OK, give this show a chance. The problem with “Log Horizon” is that it starts out EXACTLY like “Sword Art Online”, in that you have these people with this Virtual Reality, totally immersive headgear, playing a game (in this case “Elder Tale”) and 30,000 are online when the newest upgrade patch is put in and now are trapped in the game. They refer to the incident as The Apocalypse and they are stuck, with at least no immediate way out.
After this blatant establishing shot, the show decides to take a differing approach to things. One of the ‘benefits’ explored (if you could call it that), is that when you die in the game, you are reborn, so you aren’t completely erased from existence (although even that creates problems). It’s just that you are in this game with absolutely nothing to do: quests are bland and there is a huge amount of Player-Killers, bored to tears as there is no goal and rather than sit on my GCI butt all day, I might as well make things hard for others.
Kai Shirogane (glasses in the middle), called Shiroe, had a reputation among other players, most notable the “villain with glasses”. He was a stunning tactician for the Tea Party Brigade (a non-guild guild where people just had themselves a ripping good time). With his friend Naotsugu Hasegawa, (hulking dude sitting down), Atasuki (far right ninja and assassin) and Nyanta (cat), they decided to do something with the game that the original approach would not allow: transform this into a living, breathing society.
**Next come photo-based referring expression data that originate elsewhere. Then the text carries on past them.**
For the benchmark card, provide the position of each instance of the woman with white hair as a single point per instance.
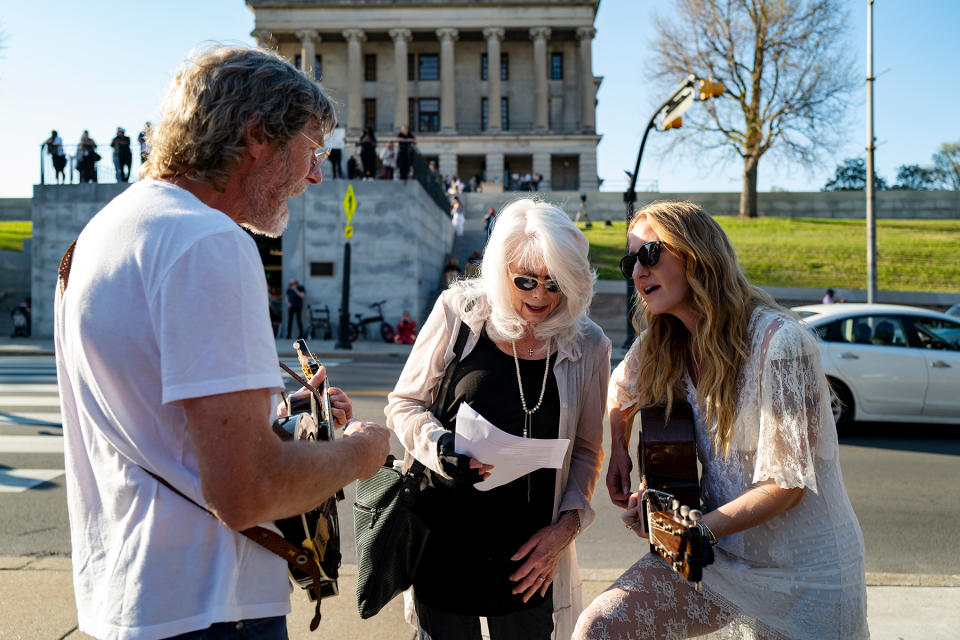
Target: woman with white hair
(535, 366)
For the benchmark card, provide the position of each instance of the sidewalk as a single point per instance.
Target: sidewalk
(37, 597)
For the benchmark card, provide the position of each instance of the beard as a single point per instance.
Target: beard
(266, 197)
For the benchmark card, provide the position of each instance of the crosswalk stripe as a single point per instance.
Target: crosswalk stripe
(31, 444)
(18, 480)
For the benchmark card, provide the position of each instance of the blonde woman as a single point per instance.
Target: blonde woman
(789, 551)
(535, 366)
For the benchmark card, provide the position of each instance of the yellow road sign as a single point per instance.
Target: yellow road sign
(349, 204)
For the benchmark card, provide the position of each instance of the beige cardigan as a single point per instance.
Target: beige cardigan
(582, 369)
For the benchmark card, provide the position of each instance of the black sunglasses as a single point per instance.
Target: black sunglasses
(648, 255)
(526, 283)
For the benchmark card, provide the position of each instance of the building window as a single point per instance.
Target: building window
(428, 66)
(370, 67)
(556, 66)
(370, 113)
(428, 114)
(317, 66)
(504, 66)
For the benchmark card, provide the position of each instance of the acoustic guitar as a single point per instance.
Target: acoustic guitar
(667, 455)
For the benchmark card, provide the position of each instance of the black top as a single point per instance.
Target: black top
(474, 533)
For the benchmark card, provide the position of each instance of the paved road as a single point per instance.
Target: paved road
(900, 477)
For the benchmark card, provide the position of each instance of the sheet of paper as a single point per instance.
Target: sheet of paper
(511, 456)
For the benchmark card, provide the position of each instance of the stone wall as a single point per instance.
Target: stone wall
(401, 240)
(603, 205)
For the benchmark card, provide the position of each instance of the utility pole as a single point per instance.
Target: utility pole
(871, 187)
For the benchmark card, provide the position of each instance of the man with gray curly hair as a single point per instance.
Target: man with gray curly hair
(166, 365)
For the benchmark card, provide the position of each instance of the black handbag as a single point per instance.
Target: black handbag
(390, 535)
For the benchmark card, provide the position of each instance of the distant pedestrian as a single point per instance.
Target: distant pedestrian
(489, 220)
(87, 158)
(122, 157)
(405, 142)
(368, 153)
(456, 215)
(144, 139)
(295, 295)
(582, 212)
(388, 158)
(55, 149)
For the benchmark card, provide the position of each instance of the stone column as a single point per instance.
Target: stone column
(541, 165)
(588, 170)
(355, 38)
(401, 113)
(494, 116)
(495, 168)
(448, 79)
(308, 51)
(587, 97)
(264, 38)
(541, 116)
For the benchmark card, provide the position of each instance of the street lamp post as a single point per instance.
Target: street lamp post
(670, 112)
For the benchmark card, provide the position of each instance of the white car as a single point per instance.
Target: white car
(888, 363)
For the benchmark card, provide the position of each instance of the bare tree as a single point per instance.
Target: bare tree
(788, 72)
(947, 162)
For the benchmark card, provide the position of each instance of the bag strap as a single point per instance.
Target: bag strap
(269, 540)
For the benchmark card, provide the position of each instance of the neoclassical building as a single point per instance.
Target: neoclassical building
(489, 87)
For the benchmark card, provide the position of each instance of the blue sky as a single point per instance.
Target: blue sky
(97, 65)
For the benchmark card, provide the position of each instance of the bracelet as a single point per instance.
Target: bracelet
(576, 517)
(707, 533)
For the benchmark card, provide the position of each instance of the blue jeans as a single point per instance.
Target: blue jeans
(274, 628)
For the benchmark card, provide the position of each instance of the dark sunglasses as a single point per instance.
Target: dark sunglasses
(648, 255)
(526, 283)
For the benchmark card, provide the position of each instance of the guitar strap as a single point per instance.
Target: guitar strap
(275, 543)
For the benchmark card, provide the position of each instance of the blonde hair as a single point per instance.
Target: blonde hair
(215, 98)
(723, 301)
(532, 235)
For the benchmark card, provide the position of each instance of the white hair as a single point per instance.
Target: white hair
(534, 237)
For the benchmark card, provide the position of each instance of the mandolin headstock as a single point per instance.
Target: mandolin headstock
(675, 536)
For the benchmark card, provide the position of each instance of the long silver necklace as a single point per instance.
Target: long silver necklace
(528, 413)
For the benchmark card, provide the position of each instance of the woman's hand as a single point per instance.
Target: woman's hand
(542, 552)
(633, 516)
(340, 404)
(618, 476)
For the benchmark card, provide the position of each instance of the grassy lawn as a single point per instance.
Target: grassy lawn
(13, 233)
(912, 255)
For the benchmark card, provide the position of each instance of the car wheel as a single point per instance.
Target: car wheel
(841, 403)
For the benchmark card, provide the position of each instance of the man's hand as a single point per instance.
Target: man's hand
(340, 404)
(372, 445)
(458, 466)
(618, 476)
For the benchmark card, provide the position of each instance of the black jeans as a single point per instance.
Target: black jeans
(274, 628)
(527, 624)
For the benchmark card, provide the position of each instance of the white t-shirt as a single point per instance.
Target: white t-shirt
(166, 301)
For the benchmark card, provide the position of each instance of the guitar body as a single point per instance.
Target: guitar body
(668, 453)
(667, 457)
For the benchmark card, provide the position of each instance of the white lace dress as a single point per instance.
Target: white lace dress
(800, 574)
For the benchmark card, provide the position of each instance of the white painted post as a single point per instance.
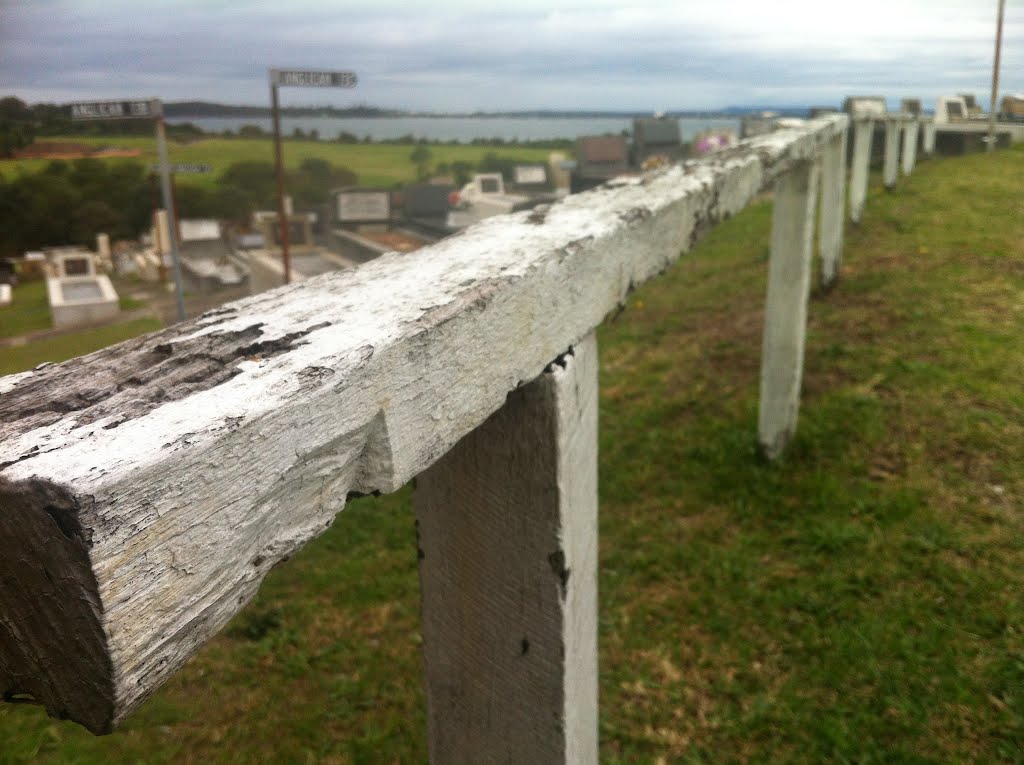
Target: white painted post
(910, 130)
(785, 309)
(891, 165)
(862, 132)
(929, 136)
(833, 204)
(507, 525)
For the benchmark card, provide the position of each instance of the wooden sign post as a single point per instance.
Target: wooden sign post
(147, 109)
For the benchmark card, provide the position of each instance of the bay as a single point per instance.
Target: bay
(462, 129)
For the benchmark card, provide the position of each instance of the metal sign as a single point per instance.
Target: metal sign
(183, 167)
(364, 206)
(137, 110)
(309, 79)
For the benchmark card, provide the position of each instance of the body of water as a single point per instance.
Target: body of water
(462, 129)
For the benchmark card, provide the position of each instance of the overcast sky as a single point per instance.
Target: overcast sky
(495, 54)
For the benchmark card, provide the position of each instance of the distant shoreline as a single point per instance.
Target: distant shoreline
(185, 110)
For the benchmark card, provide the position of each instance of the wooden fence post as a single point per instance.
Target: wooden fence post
(929, 143)
(785, 309)
(833, 205)
(910, 130)
(862, 132)
(507, 525)
(891, 165)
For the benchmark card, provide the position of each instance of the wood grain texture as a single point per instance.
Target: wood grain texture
(210, 451)
(508, 568)
(785, 307)
(890, 164)
(860, 167)
(832, 210)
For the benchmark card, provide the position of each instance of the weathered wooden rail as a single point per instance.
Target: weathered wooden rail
(146, 490)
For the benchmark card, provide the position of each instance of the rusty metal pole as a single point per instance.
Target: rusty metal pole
(282, 215)
(995, 77)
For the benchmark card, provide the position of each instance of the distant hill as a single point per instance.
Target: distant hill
(180, 110)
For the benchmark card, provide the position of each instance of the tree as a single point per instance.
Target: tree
(95, 216)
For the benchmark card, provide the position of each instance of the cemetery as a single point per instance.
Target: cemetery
(471, 369)
(78, 294)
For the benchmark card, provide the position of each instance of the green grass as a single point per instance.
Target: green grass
(376, 164)
(28, 311)
(861, 601)
(69, 345)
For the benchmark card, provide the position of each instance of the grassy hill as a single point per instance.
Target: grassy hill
(376, 164)
(859, 602)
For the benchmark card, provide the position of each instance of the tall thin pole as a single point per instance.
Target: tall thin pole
(165, 183)
(995, 77)
(282, 216)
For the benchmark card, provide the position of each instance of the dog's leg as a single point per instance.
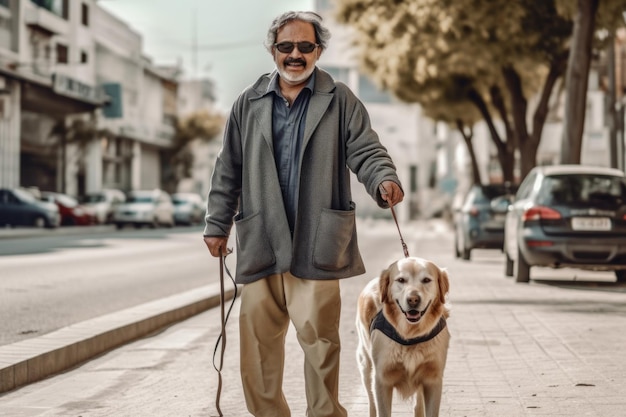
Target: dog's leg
(432, 398)
(418, 410)
(384, 397)
(366, 369)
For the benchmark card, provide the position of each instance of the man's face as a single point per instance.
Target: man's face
(296, 66)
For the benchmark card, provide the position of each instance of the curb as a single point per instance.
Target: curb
(32, 360)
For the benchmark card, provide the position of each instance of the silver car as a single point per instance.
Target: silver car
(145, 208)
(189, 208)
(567, 216)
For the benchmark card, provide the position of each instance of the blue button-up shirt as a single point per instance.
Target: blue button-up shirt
(288, 132)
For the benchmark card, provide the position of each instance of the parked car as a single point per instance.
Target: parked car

This turns out to be far harder but, ultimately, more rewarding, than merely searching for treasure.
They also discover the expansion pack has changed the dynamic of the game and previous non-playing people (called the People of the Land) now interact with everyone. This causes a degree of problems, as they are still computer programs and subject to hacking.
Shiroe forms Log Horizon, the name of his guild, and proceeds to make things better, with the help of his friends. They defeat the Goblin hordes, make treaties with the surrounding kingdoms and best an internal attack from someone bent on their destruction.
One you get past the SAO portion of it, this becomes a very intriguing show. What if you could really make your own society? The only question I have is what happens when they are freed from this ‘prison’? What happens to this world that they have made? Shiroe is a really well-defined character, as we see him go through his machinations in getting what is best for all. Yes, he could have been a dictator, but he used his abilities to help all, so, despite what you think of him, he really is a decent guy.
He is uncomfortable in romantic situation, and shies away from them like a vampire and garlic bread, but the ladies all adore him, especially his ninja aide. There are some goofy moments, to balance off the fight sequences, which are staged well and kept at a minimum. The Goblin King Arc was done quite well and did not drag on endlessly.
If you like the sword epics or just want to see a good show, I recommend this series highly.
On a scale of 1 to 10:
Artwork 8 (Does a good job with it)
Plot 8 (Even with its opening)
Pacing 8 (Solid)
Effectiveness 8 (Work very well)
Conclusion 7 (It reaches a ‘coupler’, but doesn’t really end)
Fan Service 4 (A similar show would be “Gurren Lagaan”)
Overall 8 (Really held my interest)
And remember, it’s first run until you’ve seen it. Always think 20 seconds ahead.